Cache

Pacific Northwest National Laboratory partnered with the Department of the Treasury and Amazon Web Services to develop Cache, a cloud-based tool that allows the Treasury’s disparate data to be easily searched, translated, extracted, linked, and analyzed.

Collab

The U.S. Department of the Treasury is the leading entity in the U.S. government dealing with financial and monetary issues. Its powers have been effectively and strategically used when dealing with terrorists, nuclear proliferators, drug cartels, rogue leaders, and nations or individuals engaged in unwanted behaviors. 

To combat these threats, the Treasury relies on a wealth of data collected from various sources, including the following: 

  • The Financial Crimes Enforcement Network collects information from banks when suspicious activities are detected.
  • The Office of Terrorist Financing and Financial Crime deploys technical experts worldwide to collect intelligence from partner nations.
  • The Office of Foreign Assets Control is responsible for implementing and enforcing sanctions.

While the Treasury's mission extends to areas like research and analysis conducted by the Office of Intelligence and Analysis, a common thread uniting all Treasury entities is their need for fast, reliable, and accessible data.

Adopting AWS Technology

In 2019, Treasury leadership sought to enhance its employees' effectiveness in their national security roles by improving their access to IT systems, data, and tools. This initiative sparked discussions with Congress, Pacific Northwest National Laboratory (PNNL), and Amazon Web Services (AWS). Congress supported the modernization of the Treasury’s processes and authorized the necessary funding. AWS was tasked with centralizing data to ensure that it could be better utilized and leveraged by AWS tools. 

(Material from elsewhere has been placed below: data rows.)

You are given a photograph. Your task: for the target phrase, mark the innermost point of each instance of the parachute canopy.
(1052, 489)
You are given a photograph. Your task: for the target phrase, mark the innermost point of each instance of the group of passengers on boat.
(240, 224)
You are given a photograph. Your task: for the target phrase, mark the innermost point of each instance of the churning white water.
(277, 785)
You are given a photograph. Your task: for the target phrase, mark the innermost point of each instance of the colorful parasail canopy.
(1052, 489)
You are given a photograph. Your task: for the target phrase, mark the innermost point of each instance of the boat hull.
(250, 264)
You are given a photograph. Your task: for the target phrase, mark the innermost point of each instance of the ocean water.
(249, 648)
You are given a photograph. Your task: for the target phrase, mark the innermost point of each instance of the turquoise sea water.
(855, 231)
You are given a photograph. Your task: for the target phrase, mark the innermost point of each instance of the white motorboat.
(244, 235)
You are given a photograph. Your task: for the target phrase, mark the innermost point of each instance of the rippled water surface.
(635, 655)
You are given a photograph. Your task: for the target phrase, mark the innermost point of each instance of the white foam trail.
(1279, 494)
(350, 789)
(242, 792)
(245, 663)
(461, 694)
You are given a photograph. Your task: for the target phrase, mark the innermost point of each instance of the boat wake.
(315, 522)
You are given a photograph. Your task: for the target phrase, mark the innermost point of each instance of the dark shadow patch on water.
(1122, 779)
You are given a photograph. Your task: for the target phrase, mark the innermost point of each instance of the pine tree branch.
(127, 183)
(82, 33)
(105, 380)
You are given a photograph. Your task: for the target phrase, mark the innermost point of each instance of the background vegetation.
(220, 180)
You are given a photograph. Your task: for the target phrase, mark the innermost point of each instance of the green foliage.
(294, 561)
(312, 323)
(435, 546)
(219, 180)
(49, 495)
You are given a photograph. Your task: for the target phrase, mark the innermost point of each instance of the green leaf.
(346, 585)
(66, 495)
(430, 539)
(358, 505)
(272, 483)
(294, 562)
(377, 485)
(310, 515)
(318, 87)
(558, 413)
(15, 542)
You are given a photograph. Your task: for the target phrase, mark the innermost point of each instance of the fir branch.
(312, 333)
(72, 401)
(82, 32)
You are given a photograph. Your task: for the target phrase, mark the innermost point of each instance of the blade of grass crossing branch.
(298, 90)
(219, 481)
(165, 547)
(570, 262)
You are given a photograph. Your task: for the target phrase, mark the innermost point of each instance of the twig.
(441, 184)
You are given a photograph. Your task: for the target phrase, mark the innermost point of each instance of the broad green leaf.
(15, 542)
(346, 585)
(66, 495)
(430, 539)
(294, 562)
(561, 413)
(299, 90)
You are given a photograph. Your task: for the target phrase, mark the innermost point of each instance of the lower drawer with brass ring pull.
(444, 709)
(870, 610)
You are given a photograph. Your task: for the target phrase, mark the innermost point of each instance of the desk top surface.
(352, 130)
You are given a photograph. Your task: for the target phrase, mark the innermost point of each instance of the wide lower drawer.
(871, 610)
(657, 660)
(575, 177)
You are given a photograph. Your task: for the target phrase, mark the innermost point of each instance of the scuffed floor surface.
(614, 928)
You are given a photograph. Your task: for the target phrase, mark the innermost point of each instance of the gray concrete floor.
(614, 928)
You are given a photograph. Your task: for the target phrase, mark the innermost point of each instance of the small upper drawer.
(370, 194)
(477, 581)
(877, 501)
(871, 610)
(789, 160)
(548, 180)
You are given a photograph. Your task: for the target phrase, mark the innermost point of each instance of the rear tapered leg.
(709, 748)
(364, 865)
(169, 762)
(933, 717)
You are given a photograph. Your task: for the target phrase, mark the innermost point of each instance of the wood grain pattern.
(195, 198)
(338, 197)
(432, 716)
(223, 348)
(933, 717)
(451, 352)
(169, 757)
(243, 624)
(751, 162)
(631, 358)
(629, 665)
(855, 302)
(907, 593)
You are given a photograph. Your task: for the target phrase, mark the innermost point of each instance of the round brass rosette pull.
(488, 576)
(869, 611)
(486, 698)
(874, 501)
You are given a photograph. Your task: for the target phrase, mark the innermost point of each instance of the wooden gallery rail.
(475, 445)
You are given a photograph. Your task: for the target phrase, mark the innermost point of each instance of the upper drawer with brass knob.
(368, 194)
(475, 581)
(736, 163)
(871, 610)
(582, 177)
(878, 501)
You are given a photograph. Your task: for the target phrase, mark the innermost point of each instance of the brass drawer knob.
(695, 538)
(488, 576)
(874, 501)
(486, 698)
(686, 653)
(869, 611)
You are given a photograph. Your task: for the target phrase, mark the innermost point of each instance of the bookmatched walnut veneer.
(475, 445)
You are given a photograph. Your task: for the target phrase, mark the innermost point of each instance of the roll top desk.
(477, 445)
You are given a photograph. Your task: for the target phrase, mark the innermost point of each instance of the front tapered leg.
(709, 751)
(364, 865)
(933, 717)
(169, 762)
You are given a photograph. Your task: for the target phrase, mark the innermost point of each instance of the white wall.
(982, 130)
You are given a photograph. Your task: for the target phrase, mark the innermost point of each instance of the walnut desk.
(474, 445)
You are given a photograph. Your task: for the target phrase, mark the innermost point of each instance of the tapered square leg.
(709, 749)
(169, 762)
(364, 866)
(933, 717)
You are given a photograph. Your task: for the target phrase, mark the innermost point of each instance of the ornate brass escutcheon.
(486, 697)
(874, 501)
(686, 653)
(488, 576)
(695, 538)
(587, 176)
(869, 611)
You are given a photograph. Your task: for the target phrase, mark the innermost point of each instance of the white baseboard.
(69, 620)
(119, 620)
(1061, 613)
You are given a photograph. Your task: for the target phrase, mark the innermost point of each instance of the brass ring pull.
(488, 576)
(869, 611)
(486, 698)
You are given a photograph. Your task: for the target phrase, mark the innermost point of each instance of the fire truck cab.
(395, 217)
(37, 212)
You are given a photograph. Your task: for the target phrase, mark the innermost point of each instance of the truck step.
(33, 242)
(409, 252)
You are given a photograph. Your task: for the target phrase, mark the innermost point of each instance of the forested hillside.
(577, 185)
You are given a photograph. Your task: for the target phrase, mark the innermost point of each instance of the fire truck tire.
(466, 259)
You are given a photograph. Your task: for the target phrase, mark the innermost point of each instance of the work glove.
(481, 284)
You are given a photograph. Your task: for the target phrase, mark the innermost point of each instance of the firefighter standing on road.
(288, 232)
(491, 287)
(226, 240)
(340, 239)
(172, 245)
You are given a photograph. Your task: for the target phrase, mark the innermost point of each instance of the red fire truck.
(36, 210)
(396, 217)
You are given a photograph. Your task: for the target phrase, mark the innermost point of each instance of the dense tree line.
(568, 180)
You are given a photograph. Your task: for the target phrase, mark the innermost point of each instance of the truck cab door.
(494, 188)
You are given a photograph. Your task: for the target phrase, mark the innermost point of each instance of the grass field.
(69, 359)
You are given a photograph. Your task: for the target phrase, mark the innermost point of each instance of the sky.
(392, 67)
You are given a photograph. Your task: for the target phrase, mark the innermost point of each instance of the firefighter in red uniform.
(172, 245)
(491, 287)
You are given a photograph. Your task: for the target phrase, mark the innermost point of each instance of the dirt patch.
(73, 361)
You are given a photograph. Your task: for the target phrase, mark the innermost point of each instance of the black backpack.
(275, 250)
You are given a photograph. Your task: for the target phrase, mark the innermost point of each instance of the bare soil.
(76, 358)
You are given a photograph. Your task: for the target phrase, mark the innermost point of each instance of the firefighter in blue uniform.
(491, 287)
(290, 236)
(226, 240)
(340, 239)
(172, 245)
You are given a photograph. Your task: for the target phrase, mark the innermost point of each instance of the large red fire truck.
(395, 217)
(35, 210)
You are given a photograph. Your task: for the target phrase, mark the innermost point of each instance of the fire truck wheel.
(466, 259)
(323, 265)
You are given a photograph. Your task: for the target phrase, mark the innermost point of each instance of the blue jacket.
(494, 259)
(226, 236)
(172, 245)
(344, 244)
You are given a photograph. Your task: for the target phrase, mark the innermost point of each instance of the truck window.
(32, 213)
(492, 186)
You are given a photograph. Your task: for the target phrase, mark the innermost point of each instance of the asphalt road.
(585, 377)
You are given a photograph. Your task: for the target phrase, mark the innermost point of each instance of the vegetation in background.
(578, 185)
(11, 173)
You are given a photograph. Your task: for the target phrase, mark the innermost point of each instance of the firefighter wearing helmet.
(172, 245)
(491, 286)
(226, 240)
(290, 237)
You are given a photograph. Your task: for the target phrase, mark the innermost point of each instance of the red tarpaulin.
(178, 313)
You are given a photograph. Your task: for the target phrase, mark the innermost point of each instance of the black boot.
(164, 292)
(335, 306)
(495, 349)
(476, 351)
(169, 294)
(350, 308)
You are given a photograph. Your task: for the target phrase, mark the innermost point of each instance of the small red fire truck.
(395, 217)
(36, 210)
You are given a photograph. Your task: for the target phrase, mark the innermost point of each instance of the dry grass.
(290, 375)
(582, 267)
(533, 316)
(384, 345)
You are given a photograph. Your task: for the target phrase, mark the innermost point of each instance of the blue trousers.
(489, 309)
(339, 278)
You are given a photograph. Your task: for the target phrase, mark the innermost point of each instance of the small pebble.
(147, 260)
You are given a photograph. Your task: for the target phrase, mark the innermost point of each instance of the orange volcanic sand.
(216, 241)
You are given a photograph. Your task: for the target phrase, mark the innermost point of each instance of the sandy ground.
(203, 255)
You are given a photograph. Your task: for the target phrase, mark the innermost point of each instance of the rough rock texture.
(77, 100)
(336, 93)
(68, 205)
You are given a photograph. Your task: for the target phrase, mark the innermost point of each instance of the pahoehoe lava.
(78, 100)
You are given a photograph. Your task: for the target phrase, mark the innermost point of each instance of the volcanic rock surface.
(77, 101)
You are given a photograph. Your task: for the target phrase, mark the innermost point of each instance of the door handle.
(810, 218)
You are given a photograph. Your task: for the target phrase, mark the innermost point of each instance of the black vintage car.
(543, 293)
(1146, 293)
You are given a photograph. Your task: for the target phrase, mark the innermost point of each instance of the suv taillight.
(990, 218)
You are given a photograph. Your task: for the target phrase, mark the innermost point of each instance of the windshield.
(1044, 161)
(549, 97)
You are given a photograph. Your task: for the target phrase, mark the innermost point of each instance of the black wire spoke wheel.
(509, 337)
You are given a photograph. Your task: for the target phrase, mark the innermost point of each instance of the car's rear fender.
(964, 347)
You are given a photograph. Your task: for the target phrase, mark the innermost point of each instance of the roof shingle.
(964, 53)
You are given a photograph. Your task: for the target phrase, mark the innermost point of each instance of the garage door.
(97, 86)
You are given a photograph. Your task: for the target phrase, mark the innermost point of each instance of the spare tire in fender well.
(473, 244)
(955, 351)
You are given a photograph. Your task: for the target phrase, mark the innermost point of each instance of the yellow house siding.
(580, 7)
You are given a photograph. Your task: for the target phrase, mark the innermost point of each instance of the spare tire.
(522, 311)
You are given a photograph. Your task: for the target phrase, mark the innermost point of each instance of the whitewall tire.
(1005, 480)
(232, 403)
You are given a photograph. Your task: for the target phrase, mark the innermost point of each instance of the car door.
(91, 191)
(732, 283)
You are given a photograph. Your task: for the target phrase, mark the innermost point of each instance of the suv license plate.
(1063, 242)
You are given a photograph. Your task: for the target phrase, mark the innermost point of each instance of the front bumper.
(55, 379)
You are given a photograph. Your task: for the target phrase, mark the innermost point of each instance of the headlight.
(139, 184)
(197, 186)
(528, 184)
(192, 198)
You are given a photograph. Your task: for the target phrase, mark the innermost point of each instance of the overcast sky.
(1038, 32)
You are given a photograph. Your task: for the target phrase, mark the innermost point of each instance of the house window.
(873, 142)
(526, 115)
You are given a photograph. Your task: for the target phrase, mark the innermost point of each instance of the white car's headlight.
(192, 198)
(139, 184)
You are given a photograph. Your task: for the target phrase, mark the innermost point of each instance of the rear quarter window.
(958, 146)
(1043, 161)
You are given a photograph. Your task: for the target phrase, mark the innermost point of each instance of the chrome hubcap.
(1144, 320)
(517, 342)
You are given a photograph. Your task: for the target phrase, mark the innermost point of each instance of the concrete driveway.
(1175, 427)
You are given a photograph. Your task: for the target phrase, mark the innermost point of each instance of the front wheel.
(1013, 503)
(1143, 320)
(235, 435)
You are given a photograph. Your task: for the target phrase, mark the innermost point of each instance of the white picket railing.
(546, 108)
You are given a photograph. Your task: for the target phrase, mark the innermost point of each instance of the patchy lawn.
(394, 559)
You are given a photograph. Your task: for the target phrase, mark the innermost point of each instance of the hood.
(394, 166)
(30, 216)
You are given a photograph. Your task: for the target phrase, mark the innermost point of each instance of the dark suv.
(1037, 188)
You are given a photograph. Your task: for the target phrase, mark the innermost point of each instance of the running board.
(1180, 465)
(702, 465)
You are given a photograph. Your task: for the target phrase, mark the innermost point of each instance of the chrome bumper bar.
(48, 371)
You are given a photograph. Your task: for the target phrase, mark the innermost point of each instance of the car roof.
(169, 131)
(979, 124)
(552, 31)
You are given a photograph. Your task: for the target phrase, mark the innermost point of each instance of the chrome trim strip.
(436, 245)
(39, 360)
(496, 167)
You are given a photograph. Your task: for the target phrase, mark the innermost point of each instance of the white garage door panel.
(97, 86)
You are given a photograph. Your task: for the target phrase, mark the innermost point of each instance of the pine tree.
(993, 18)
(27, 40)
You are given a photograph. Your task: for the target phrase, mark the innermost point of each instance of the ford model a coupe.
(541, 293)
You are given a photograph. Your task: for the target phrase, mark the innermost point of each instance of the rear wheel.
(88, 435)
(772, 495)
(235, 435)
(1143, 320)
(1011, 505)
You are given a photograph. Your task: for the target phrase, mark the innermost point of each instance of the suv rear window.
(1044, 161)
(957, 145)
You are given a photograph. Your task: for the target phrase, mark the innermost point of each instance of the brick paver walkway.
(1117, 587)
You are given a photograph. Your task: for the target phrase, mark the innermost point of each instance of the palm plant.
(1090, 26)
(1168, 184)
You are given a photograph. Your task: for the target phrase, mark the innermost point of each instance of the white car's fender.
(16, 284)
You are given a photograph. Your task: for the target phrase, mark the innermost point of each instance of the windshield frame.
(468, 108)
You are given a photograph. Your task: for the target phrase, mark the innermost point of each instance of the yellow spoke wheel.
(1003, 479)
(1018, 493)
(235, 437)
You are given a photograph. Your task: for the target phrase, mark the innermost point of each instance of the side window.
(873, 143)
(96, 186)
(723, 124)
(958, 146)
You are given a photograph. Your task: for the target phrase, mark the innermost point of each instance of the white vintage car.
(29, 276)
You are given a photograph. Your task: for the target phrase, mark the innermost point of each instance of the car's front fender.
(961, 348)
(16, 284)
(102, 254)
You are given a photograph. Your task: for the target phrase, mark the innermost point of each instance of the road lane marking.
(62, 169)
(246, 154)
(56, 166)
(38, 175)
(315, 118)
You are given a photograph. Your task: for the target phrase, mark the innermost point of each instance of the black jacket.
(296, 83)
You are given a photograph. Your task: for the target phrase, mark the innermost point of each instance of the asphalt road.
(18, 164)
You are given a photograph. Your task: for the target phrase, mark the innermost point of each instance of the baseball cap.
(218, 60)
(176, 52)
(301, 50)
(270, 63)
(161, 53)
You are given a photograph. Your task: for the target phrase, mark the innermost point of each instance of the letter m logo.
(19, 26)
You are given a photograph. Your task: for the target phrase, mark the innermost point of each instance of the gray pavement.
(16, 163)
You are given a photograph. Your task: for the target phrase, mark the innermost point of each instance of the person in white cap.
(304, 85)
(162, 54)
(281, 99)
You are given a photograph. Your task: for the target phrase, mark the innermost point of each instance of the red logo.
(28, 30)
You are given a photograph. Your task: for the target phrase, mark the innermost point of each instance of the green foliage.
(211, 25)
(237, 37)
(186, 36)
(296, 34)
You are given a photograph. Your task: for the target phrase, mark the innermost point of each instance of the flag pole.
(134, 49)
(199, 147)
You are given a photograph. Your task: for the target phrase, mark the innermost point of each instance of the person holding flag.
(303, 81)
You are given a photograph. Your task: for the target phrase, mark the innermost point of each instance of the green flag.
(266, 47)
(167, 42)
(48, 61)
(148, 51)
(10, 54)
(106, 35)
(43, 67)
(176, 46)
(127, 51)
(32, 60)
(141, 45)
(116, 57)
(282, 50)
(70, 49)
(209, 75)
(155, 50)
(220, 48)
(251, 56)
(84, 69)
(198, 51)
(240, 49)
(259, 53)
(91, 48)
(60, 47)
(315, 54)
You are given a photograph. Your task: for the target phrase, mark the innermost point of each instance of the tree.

Cache-ing in on a New Tool

After assessing the needs of Treasury employees, PNNL created the tool, called Cache. Created through a multi-year collaboration with Treasury’s Office of Terrorism and Financial Intelligence and PNNL, Cache allows efficient exploration of vast amounts of both structured and unstructured data, including PDFs, images, web files, and emails. Further, it facilitates entity resolution across datasets, near-instantaneous document translation, and graphical representations of entity connections. 

These features allow over 1,000 users to search and analyze more than six terabytes of data across secure cloud environments within the Treasury system in an efficient manner, supporting investigations by highlighting essential links to guide enforcement actions, inform sanction decisions, and enhance analytical judgment through its ability to visualize complex relationships and patterns. 

Built with a scalable architecture, Cache manages increasing data sizes without performance loss and seamlessly integrates domain-specific data. It ensures data security through access controls at the user or group level and employs advanced analytical tools, like network, diagrams to explore interconnections in user-uploaded data. 

Cache exemplifies PNNL’s rich history of collaborating with sponsors to advance operational effectiveness, methodologies, and skills crucial for national security.

Training the Next Generation

PNNL has developed several training programs to prepare the next generation of data scientists with practical experience in this methodology. Specifically, the Data Science Training program and the Distinguished Graduate Research program were established in partnership with the University of Washington and North Carolina State University, respectively.

Both programs share similar goals: to assist data science students in tackling real-world problems while pursuing their advanced degrees and to familiarize them with national security challenges. Participants have the opportunity to work on actual Treasury challenges and may potentially intern or work with Treasury or other U.S. government entities in the future.